The second pitch bounced just over the plate and the catcher scrambled around, trying to find it between his legs and under his butt. I chuckled, remembering my previous at bats. The next pitch would be high and a little closer to the plate. I could see his pattern in my head. All I had to do is stand there and not swing at a bad pitch and I'd be on first base. He could be getting tired and our big hitters were right behind me.
I moved back up to the plate, took a couple of practice swings, after the catcher had fired the ball back to the pitcher. I waited for ball three. I was comfortable. Maybe I'd swing if the ball really looked good, marbe I'd wait for the walk.
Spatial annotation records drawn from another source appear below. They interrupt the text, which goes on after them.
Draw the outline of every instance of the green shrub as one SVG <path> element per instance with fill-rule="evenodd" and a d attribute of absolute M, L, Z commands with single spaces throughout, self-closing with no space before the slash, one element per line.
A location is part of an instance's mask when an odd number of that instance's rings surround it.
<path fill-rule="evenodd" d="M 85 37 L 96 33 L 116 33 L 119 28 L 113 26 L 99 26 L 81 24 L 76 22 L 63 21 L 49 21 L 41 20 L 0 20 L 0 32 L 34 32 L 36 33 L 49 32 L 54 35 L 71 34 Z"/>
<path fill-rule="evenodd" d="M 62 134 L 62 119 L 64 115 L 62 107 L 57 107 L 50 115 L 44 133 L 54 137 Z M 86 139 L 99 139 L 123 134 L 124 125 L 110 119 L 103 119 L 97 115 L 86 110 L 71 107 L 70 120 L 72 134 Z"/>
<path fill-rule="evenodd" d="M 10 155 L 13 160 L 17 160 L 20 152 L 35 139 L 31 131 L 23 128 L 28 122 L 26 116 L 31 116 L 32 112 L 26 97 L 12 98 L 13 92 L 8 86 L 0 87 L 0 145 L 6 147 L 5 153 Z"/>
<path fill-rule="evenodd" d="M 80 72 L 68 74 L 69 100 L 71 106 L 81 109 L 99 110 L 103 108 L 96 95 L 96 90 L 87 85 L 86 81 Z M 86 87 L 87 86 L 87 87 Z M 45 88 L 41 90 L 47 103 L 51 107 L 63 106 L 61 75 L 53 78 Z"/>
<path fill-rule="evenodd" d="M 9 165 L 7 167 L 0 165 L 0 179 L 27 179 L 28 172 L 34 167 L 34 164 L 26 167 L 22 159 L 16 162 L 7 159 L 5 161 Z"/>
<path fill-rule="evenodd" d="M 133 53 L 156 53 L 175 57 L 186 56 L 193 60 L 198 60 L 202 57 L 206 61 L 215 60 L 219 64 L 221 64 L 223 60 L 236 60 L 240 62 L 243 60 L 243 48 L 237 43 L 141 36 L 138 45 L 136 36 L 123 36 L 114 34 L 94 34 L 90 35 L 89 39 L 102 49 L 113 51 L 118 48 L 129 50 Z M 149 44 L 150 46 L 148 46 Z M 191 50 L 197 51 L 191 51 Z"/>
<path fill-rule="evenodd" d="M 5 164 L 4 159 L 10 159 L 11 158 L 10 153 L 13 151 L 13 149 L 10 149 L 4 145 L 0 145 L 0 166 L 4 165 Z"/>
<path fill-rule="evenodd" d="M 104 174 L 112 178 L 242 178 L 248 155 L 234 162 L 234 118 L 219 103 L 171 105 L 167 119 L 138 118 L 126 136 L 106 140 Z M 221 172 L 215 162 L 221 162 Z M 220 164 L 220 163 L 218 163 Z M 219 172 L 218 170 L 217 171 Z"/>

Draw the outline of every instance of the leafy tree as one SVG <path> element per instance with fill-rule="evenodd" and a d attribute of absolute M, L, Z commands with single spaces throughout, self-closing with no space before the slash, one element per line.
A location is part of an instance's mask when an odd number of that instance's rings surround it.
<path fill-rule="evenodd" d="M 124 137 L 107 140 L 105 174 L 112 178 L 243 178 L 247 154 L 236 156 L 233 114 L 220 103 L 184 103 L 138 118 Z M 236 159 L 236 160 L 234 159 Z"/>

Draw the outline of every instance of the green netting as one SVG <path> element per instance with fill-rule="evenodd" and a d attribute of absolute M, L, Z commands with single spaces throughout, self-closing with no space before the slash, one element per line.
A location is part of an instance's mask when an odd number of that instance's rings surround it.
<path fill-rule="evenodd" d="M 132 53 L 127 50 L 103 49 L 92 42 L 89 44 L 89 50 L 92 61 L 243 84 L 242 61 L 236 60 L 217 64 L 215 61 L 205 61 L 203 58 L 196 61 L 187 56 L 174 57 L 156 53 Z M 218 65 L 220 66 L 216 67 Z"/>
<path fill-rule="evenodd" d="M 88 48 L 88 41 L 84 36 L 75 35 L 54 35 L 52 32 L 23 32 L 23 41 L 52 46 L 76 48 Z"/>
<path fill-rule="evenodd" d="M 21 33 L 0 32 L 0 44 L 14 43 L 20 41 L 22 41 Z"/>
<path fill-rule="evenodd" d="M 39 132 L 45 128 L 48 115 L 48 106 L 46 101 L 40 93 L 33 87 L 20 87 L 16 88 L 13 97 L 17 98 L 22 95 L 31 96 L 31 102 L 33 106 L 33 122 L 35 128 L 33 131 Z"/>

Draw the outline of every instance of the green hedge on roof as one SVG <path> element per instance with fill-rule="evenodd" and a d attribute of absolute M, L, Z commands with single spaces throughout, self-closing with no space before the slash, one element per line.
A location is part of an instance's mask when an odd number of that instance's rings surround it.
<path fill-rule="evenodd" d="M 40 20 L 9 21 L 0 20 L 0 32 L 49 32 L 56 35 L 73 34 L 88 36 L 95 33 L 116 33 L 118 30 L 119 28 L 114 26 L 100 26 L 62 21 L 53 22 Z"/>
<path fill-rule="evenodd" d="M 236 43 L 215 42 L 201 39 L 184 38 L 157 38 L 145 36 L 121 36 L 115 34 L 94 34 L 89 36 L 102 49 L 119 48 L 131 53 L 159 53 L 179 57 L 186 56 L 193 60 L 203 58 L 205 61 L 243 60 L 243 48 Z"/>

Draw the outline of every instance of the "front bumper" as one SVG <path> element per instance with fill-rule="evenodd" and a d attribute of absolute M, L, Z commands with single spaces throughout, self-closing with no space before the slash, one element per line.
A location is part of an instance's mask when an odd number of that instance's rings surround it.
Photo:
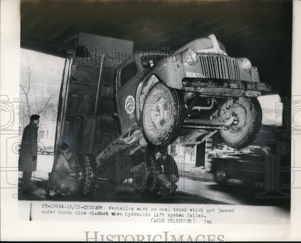
<path fill-rule="evenodd" d="M 271 86 L 260 82 L 219 78 L 185 77 L 182 83 L 185 91 L 219 97 L 257 97 L 261 91 L 269 91 Z"/>

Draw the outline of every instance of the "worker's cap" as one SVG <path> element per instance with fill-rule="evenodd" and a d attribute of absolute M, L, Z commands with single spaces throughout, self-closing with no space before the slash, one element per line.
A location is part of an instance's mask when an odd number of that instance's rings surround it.
<path fill-rule="evenodd" d="M 69 146 L 67 144 L 63 143 L 61 145 L 61 150 L 64 150 L 67 148 L 69 148 Z"/>

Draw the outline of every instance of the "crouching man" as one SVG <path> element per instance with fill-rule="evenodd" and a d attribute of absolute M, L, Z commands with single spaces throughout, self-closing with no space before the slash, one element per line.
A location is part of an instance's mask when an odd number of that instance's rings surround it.
<path fill-rule="evenodd" d="M 169 154 L 161 153 L 160 156 L 156 155 L 156 157 L 157 168 L 159 170 L 157 175 L 157 182 L 161 185 L 158 193 L 173 193 L 178 188 L 175 184 L 179 180 L 178 166 L 174 158 Z"/>
<path fill-rule="evenodd" d="M 76 169 L 70 167 L 69 148 L 67 144 L 62 144 L 60 153 L 54 158 L 46 189 L 50 196 L 53 196 L 55 193 L 67 196 L 72 193 L 75 189 L 76 178 L 68 173 L 75 173 Z"/>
I was too comfortable. I knew too much. I let myself believe I knew something I couldn't know. Getting ahead of the game and especially getting out ahead of the pitcher was never a good idea, but I wanted to win and it seemed so safe, because this guy had been pitching me outside all day.
I watched the pitch all the way to the plate. It broke late. It broke inside and seemed to pick up speed. I got my feet tangled trying to move back out of the way of the pitch, but I was too slow, or the pitch was too fast, and a gigantic thump rang my bell as the ball smashed into the side of my batting helmet.
I felt the dirt under my back and I could feel the confusion whirling around me. I was there but not really. Faces came and went from my vision in that awkward position. Then, I took a nap.